Orientei a AGAPAN depois de ajeitar minha ausência no trabalho. Convidei outro membro da diretoria que trabalhava perto e, para o local nos dirigimos. Também telefonei a vários integrantes da AGAPAN, principalmente pedindo que localizassem Lutz. Tudo feito e durante a tarde vários militantes da AGAPAN apareceram, inclusive Lutzenberger que passou a ser o segundo centro dos acontecimentos, sempre rodeado de jornalistas. Fizemos muitos contatos com jornalistas, estudantes e outras pessoas e também com o capitão Joaquim Moncks, chefe do policiamento da Brigada Militar, que depois se retirou, sendo substituído. A participação dos estudantes dói real, além da subida solidária, escreveram cartazes, permanência ininterrupta, aplausos, vaias, etc.


 Às 18 horas o episódio, ali, teve desfecho tumultuado com espancamento e prisão de quatro participantes: dois estudantes e dois jornalistas. Tudo só terminou às 23 horas com a liberação dos presos. Membros da AGAPAN, jornalistas e algumas outras pessoas permaneceram na frente da Delegacia Policial até o fim.


Só relatei até certa parte de 1975. Há muito mais: o livro FIM DO FUTURO? Que é um manifesto dirigido ao Brasil, e outros episódios valiosos, mas o que acima está relatado é quase todo o nosso princípio (talvez tenha esquecido algum acontecimento).

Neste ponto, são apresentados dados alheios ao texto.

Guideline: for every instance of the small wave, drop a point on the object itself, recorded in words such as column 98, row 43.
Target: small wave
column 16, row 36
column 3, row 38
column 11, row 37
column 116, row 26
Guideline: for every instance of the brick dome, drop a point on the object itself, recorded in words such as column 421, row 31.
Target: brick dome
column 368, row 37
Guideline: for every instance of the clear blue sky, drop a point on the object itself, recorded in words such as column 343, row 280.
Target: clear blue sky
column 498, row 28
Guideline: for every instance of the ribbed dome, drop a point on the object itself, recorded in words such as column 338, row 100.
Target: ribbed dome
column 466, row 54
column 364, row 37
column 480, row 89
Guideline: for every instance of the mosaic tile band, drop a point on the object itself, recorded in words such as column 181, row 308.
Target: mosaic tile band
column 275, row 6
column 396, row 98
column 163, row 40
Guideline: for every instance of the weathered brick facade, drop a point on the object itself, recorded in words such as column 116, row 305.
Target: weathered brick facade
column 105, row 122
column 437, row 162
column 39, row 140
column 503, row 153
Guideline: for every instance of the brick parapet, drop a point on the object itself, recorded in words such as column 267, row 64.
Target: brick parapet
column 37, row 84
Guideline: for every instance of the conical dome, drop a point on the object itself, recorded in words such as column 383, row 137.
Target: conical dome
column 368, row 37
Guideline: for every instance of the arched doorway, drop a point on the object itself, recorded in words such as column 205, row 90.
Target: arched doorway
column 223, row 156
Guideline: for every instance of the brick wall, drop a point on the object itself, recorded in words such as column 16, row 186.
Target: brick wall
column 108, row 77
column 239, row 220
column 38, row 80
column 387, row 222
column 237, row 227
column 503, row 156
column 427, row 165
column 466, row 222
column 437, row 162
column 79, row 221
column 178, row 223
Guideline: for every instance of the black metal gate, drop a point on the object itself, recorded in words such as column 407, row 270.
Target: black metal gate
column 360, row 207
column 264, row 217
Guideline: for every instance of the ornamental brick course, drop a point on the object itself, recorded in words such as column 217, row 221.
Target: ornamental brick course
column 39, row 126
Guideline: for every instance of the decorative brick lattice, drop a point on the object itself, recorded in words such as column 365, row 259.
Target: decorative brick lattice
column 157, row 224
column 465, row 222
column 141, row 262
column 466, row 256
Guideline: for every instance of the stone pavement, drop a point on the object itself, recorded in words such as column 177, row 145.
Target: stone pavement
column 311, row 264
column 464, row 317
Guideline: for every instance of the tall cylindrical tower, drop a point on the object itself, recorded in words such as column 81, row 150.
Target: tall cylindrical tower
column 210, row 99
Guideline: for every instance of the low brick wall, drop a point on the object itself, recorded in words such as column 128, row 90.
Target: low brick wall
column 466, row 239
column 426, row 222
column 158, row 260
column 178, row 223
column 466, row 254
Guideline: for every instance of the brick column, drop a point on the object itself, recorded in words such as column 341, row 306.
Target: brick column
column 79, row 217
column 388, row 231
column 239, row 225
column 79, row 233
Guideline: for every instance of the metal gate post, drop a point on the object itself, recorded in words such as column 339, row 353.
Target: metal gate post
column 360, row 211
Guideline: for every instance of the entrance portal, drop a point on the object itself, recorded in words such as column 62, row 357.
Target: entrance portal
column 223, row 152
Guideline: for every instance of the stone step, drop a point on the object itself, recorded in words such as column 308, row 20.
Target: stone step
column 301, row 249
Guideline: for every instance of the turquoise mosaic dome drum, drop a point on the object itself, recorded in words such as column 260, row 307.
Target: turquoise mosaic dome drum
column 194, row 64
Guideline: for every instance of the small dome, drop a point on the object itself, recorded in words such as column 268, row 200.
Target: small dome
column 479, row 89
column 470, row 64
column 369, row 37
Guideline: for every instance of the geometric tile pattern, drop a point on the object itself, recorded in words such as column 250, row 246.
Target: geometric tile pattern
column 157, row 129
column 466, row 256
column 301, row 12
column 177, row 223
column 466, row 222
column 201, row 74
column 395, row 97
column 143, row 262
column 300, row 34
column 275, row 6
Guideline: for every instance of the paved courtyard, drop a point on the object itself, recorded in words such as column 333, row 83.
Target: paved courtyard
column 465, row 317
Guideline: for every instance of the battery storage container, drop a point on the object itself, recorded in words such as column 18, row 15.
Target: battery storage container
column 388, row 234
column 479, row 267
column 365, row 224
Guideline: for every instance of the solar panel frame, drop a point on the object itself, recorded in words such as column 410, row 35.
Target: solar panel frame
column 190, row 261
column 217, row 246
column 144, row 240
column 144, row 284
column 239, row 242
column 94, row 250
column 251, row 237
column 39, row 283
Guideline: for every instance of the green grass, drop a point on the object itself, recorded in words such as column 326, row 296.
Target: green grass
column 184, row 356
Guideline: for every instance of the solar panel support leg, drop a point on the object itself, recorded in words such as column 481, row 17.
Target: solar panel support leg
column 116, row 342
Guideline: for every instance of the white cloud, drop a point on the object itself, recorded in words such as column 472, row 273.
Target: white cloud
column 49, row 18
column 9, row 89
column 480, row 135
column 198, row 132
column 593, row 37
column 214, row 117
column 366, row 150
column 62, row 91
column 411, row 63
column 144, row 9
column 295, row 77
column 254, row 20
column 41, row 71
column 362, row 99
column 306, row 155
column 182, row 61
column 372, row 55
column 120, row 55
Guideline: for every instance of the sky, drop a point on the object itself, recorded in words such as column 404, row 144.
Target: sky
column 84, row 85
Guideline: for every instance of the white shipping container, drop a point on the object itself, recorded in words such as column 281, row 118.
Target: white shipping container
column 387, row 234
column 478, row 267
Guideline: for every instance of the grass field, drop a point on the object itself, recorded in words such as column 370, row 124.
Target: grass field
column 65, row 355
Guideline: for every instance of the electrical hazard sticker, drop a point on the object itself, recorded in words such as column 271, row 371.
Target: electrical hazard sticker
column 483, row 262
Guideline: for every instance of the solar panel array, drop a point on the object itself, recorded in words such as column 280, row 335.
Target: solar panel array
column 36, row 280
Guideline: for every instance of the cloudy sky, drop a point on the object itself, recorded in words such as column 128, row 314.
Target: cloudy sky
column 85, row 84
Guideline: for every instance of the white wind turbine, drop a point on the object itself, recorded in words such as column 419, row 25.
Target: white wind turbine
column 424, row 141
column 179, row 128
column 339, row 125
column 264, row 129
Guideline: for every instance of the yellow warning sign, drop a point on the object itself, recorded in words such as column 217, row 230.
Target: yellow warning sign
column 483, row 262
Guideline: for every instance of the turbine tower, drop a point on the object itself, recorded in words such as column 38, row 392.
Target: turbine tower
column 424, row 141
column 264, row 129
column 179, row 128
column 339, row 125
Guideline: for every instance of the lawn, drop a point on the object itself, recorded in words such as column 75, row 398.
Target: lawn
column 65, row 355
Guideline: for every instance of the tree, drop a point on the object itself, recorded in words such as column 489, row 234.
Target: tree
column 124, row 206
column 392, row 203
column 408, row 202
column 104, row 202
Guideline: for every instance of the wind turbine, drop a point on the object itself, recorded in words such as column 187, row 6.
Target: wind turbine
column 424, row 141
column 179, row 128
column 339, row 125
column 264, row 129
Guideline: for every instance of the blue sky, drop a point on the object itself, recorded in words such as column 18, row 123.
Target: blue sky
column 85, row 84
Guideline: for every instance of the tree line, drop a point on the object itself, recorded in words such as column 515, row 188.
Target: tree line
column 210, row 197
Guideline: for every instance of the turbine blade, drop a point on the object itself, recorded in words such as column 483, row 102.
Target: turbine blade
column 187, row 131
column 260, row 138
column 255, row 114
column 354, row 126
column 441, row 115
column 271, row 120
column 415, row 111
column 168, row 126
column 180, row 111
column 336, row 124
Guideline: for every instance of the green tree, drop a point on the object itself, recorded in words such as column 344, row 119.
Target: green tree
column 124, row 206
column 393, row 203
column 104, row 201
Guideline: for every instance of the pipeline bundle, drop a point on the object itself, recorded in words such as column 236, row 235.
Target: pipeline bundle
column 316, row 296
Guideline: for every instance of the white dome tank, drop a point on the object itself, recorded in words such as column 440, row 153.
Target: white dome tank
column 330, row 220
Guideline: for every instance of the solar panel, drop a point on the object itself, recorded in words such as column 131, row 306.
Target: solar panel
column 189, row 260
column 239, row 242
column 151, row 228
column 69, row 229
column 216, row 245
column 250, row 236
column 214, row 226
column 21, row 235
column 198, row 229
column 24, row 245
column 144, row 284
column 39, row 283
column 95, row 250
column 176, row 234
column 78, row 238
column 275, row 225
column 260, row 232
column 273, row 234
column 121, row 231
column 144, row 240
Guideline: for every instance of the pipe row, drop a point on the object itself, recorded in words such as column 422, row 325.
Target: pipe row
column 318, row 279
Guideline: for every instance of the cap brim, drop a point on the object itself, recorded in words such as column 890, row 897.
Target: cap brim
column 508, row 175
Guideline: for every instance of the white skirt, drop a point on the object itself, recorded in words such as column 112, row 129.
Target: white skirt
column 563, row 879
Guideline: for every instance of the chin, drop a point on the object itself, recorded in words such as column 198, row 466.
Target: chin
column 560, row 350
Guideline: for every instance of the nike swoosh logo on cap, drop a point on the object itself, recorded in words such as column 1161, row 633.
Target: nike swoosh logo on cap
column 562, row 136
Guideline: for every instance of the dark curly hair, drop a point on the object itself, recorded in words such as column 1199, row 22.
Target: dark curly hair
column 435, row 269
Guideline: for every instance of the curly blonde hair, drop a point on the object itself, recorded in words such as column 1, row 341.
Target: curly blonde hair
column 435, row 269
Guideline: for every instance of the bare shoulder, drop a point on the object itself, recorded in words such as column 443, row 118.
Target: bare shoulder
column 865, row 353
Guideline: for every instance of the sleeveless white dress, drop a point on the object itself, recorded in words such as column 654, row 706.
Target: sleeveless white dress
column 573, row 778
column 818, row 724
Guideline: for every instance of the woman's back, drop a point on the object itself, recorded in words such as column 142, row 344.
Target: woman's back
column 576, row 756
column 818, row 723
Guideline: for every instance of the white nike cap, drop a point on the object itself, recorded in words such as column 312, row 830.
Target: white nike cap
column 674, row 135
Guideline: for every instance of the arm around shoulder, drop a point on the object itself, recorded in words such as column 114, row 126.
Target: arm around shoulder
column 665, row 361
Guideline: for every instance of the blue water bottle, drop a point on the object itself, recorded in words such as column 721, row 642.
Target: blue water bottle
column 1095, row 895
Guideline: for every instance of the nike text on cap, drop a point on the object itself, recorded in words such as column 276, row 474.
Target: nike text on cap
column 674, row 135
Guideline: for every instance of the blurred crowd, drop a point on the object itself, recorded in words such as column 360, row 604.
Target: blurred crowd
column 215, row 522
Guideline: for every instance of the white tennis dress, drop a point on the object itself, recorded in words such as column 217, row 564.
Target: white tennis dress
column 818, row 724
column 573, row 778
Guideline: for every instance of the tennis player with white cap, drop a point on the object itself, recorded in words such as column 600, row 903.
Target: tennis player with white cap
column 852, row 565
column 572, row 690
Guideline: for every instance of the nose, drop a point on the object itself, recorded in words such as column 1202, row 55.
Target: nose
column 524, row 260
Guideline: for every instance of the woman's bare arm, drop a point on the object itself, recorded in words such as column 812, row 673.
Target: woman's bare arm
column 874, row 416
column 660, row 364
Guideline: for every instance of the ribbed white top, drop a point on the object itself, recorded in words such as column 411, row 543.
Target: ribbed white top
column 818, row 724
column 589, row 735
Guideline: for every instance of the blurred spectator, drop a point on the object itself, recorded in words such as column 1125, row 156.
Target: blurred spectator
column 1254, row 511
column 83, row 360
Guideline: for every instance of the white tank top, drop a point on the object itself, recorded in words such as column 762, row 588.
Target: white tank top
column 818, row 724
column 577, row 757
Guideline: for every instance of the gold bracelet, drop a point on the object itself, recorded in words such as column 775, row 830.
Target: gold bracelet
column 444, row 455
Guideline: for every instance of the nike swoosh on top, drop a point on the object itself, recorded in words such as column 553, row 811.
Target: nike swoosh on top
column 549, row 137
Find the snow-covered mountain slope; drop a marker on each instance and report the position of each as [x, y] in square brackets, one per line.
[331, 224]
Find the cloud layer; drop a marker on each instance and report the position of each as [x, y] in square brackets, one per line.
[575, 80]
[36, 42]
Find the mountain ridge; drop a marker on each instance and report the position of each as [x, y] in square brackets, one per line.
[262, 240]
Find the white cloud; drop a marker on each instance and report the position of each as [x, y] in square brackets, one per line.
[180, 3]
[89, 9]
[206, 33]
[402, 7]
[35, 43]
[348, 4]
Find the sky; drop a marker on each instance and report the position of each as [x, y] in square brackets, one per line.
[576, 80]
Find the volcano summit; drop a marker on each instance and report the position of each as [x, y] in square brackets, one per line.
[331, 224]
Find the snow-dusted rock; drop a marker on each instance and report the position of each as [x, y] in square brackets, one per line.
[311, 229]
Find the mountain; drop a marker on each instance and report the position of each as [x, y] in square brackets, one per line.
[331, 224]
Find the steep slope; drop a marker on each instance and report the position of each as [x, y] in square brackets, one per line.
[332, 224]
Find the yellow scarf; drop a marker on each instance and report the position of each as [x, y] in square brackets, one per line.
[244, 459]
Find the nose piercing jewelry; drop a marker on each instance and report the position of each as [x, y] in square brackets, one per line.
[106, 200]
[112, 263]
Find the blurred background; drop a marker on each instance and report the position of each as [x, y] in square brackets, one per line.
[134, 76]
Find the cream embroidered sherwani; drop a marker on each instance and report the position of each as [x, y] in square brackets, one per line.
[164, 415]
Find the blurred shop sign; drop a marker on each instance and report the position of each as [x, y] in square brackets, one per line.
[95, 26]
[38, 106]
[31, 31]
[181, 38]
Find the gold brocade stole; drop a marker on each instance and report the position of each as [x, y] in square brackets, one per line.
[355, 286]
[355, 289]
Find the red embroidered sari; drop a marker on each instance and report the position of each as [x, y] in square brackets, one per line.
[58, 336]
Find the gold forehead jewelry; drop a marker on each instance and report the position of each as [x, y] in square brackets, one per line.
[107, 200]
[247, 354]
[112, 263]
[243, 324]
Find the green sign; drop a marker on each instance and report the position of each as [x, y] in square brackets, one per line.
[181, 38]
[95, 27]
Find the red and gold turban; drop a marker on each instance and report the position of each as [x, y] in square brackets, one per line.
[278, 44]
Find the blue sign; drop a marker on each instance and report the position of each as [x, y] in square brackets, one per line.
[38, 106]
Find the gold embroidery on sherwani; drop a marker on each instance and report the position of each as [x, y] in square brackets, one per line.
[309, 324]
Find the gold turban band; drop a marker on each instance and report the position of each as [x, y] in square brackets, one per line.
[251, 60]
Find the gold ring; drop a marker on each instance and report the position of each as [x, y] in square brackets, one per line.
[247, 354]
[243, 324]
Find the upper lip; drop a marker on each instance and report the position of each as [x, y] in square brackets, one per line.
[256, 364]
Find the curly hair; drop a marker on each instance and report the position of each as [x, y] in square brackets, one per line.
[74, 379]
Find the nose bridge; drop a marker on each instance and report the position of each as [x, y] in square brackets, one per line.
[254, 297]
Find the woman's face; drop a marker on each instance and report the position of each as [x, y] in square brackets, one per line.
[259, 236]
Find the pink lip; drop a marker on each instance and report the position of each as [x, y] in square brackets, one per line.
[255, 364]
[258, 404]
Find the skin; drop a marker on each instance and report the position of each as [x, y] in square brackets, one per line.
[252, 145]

Sirkis diz que no Brasil, com o início do processo de abertura política, o movimento ecologista tendeu a uma natural politização. Entendo que Sirkis que dizer que tudo o que houve antes se dividia entre “lobby” e organização popular. Realmente, fizemos tudo o que podíamos, tudo o que fosse possível e mais não fizemos porque éramos pobres e limitados materialmente. Acontece que na Europa e EEUU as entidades geralmente são ricas e bem organizadas, com milhares de associados, e no Brasil as limitações são muito maiores. Características que independeram do processo de abertura política. 

E além disso a evolução da luta ecológica teve suas etapas de maneira semelhante em qualquer país civilizado, do “apoliticismo” à “luta social”. Se outra entidade, no mesmo período, apresentar atividades semelhantes deve se inscrever na história. Se em outro Estado, houver pessoas que, há mais de 40 anos, denunciaram de maneira ampla as agressões, que sejam registrados. Na imprensa, faz pouco, foram registradas as manifestações de pessoas isoladas, até de mais de 40 anos atrás, mas são pequenos pronunciamentos ou atitudes, sem continuidade. 

Os dois gaúchos, Rambo e Roessler, morreram de pé, discutindo problemas ambientais continuamente, e com que visão! José Bonifácio de Andrade e Silva protestou contra a matança de baleotes e contra o desmatamento e queimadas, considerando tudo recursos naturais, o que já é um progresso para 1820, mas era também uma voz isolada, saída de um cérebro inteligente num mundo de ignaros.

Terminando, reconheço que os Partidos Verdes são entidades úteis à luta ecológica, os mandatos parlamentares de seus representantes melhor.

Finalmente, Sirkis se referiu ao movimento dos seringueiros e suas atividades. Aproveito para lembrá-lo que até aí influenciou decisivamente a mão e a iniciativa de Lutzenberger. Ele foi várias vezes a Rondônia e Acre. No primeiro Estado fez um grandioso filme; no segundo, reuniu-se com o Conselho Nacional dos Seringueiros. Conheceu Chico Mendes e vendo o seu valor e a importância de seu trabalho, destinou-lhe uma verba de uns US$ 500 mensais, que havia conseguido na Europa. Chico teve essa ajuda por vários meses até a data de sua morte.